Spanish Crown Prince Felipe began a tour of storm-ravaged Central America on Saturday, and Spain announced it will send $15 million in aid and supplies.
The prince toured the northern Nicaraguan towns of Tipitapa and Sebaco, which were hard hit by Mitch last month. He also was to visit a shelter in Managua for residents of communities around Lake Nicaragua.
French President Jacques Chirac arrived Saturday in Guatemala to start his tour of Central America. He had spent the past three days in Mexico.
In San Salvador, El Salvador, Spanish Ambassador Andres Collado said his government and several non-government organizations would soon send $15 million worth of medicine, supplies and clothes to Central America.
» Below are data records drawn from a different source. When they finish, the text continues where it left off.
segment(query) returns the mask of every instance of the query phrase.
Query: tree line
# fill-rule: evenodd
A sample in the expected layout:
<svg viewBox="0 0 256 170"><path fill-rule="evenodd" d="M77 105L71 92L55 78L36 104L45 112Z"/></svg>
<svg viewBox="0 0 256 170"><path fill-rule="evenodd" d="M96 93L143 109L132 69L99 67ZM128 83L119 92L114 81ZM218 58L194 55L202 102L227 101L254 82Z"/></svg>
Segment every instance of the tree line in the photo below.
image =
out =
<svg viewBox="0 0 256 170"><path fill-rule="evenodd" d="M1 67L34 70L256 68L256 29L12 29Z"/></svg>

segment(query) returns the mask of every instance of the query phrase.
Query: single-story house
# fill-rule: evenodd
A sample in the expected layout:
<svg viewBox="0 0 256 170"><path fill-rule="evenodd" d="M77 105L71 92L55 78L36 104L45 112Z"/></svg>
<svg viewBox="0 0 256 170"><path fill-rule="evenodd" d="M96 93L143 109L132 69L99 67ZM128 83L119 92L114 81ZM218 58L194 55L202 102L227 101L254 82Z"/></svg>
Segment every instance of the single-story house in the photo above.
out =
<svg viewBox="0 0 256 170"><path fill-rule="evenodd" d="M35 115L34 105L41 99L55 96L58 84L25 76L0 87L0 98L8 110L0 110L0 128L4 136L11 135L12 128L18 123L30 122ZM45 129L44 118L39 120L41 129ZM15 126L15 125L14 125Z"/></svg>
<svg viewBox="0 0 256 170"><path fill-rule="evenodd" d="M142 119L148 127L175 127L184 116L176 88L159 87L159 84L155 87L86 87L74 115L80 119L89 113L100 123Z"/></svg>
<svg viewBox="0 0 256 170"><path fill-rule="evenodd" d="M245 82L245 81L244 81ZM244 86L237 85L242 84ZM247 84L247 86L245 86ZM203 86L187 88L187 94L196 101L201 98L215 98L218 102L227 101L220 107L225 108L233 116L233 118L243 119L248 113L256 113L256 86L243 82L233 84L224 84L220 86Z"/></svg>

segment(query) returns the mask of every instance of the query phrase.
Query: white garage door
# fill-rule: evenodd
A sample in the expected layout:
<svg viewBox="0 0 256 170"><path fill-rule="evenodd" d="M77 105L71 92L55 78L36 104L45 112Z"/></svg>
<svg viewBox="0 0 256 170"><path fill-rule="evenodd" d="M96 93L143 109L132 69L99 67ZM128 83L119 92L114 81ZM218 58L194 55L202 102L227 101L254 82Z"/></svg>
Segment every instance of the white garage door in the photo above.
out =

Mitch killed an estimated 10,000 people throughout the region. Countries from around the world have promised millions of dollars in grants and debt relief, but many Central Americans have expressed frustration at the slow pace of foreign aid.
Thousands of Hondurans remain cut off from emergency food supplies shipped in after Hurricane Mitch, and some are on the brink of starvation, religious and political leaders have said.
|CBS News Correspondent John Roberts has an exclusive photojournalism report on relief efforts.|
Others said that despite an international outpouring of help and promises by several nations to forgive the poor region's debts, the sheer destruction meant many still needed food. They were cut off due to storm damage and relying on a limited fleet of helicopters to deliver aid.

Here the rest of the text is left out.